サクランボの凍霜害注意 県、農作物の技術対策会議

2021/4/3 12:32
山形県庁(資料写真)

 本格的な農作業シーズンを迎え、県は適切な栽培管理を呼び掛けている。特に発芽期を迎えたサクランボは凍霜害に遭いやすい時期に入っており、注意が必要とする。県庁では2日、農作物の技術対策会議がオンライン形式で開かれ、今後の対策や気象状況を確認した。

天気予報確認など呼び掛け

 県園芸農業研究所(寒河江市)のサクランボの発芽期は県奨励品種「紅秀峰」が平年より1日遅い3月23日、主力品種「佐藤錦」が平年並みの同29日だった。

 サクランボは発芽後、雌しべに霜が当たって凍ると枯死して実を付けなくなる。特に雌しべの長さが2ミリを越えると霜害を受けやすい。
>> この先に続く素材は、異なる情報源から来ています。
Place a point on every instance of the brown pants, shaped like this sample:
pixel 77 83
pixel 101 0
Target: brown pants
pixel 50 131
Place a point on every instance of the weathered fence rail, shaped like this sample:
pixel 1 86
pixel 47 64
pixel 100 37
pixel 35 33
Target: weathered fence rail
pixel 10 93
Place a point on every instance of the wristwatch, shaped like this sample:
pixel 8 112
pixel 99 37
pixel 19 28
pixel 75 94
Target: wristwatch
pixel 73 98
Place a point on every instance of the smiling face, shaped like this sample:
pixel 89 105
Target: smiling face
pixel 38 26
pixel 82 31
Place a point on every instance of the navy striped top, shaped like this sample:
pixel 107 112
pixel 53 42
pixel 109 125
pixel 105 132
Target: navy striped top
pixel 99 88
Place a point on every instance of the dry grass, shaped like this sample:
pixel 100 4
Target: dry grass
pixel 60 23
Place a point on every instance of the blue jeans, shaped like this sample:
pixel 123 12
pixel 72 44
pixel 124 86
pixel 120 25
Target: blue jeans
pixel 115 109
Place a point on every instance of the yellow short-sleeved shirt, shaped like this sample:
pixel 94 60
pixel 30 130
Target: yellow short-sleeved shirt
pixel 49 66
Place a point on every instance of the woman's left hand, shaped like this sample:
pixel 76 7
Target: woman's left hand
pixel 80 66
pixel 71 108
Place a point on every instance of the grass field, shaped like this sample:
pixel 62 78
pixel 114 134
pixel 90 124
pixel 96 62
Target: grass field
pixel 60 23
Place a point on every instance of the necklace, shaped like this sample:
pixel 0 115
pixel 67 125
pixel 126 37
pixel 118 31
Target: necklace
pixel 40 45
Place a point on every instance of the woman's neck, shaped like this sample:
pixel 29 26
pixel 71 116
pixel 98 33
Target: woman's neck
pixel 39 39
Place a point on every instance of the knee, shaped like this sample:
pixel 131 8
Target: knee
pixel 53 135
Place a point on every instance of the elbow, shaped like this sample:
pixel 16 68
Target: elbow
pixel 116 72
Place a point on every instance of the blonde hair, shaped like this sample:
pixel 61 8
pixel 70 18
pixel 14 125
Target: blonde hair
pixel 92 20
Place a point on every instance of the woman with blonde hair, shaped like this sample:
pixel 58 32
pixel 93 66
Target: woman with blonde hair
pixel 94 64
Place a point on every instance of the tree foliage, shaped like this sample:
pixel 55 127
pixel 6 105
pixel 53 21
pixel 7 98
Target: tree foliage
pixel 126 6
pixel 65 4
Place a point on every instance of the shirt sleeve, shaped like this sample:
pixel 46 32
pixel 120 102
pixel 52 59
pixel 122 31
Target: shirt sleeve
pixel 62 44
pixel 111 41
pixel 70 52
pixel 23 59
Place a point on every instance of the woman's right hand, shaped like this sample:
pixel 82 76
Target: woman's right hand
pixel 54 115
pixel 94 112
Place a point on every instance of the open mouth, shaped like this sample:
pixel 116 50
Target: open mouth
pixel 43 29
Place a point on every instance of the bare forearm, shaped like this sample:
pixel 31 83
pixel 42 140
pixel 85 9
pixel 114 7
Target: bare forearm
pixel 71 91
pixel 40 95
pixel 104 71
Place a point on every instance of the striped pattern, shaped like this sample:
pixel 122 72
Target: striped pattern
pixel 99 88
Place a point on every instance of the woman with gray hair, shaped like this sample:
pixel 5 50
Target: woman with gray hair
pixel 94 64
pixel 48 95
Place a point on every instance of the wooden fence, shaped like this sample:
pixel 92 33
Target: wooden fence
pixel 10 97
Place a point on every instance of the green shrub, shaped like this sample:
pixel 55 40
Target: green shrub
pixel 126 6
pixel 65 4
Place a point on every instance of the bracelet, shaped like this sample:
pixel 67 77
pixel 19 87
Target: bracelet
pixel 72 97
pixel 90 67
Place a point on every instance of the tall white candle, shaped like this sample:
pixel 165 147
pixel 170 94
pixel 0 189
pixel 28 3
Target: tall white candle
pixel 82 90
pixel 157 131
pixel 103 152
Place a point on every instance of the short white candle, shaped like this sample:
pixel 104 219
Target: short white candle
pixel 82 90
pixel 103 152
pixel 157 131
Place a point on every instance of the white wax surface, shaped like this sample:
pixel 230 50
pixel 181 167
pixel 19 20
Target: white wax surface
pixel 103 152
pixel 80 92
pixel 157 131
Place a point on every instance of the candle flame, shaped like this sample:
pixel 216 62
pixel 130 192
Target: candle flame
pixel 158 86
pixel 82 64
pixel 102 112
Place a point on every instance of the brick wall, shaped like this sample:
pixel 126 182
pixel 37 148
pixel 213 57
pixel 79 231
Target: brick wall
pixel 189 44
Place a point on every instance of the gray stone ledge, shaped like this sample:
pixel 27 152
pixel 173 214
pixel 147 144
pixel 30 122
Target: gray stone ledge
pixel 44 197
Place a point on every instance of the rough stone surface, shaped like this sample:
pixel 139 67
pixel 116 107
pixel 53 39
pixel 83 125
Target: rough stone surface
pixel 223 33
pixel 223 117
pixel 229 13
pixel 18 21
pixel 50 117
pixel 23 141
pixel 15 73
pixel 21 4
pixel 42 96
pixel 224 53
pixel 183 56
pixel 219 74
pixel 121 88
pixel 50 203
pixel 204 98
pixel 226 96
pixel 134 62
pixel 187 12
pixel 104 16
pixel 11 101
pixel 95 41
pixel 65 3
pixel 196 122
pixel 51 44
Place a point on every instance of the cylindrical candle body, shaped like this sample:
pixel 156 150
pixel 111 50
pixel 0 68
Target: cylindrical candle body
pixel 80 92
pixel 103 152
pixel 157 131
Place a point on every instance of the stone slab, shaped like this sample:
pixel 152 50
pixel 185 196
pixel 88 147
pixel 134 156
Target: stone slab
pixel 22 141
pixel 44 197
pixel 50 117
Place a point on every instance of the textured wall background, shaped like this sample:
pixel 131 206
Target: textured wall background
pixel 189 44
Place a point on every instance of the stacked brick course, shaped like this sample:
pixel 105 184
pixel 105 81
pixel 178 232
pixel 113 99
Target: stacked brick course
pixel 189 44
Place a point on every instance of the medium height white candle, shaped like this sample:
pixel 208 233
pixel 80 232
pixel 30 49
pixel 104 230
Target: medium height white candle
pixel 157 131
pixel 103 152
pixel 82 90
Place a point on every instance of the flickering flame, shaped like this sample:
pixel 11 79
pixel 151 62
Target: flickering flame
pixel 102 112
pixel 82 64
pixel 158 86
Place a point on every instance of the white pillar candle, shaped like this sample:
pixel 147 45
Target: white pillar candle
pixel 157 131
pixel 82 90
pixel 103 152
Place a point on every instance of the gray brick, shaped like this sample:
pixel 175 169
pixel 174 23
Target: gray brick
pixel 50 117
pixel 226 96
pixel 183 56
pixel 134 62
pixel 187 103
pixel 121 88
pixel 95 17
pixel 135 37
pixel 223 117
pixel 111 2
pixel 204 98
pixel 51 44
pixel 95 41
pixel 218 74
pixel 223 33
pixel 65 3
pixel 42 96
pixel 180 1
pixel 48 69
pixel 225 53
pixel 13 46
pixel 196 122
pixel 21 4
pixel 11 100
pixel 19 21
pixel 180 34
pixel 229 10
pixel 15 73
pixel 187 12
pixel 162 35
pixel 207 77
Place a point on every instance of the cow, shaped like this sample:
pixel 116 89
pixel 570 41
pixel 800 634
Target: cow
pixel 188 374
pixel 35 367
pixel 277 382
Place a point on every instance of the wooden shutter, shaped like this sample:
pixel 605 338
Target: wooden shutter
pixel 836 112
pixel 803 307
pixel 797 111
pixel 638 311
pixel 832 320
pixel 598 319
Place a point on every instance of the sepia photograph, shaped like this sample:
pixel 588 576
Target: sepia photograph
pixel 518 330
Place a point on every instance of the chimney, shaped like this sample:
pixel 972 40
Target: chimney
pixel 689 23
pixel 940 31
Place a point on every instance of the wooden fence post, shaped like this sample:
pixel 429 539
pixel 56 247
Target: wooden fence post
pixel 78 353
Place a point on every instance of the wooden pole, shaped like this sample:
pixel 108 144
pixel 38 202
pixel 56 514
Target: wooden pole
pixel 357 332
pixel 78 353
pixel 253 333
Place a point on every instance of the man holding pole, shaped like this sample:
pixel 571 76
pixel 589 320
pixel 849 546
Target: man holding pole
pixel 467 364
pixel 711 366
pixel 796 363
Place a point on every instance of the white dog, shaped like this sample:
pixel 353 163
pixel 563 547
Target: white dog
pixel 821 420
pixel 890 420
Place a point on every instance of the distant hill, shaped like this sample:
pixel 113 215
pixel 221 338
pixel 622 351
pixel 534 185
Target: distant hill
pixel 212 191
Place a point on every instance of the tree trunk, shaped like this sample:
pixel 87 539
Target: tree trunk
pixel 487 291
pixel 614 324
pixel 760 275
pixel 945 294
先月末現在、「佐藤錦」は平年並みの1.75ミリ、「紅秀峰」は平年より長い2.6ミリで、危険域に入っている。

 今後、平年より高い気温で経過する予報となっており、雌しべが急速に伸びることが予想される。今季は新型コロナウイルスの影響で啓発キャラバンは控えるため、各地域で注意喚起を徹底する。開花期は平年より早まり、「佐藤錦」は4月中旬に咲き始め、同下旬に満開になる見込み。

 リンゴ「ふじ」の発芽期は平年より5~7日程度早い。被害が拡大傾向にあるリンゴ黒星病の初期感染を防ぐため、生育状況の確認や適切な防除を指導する。定植して間もないスイカやメロンは低温が予想される場合、早めに栽培用のトンネルを閉め、不織布などで覆って保温するよう周知する。

 県農業技術環境課の担当者は「天気予報を確認したり、自分で見たりして霜対策にしっかり取り組んでほしい」としている。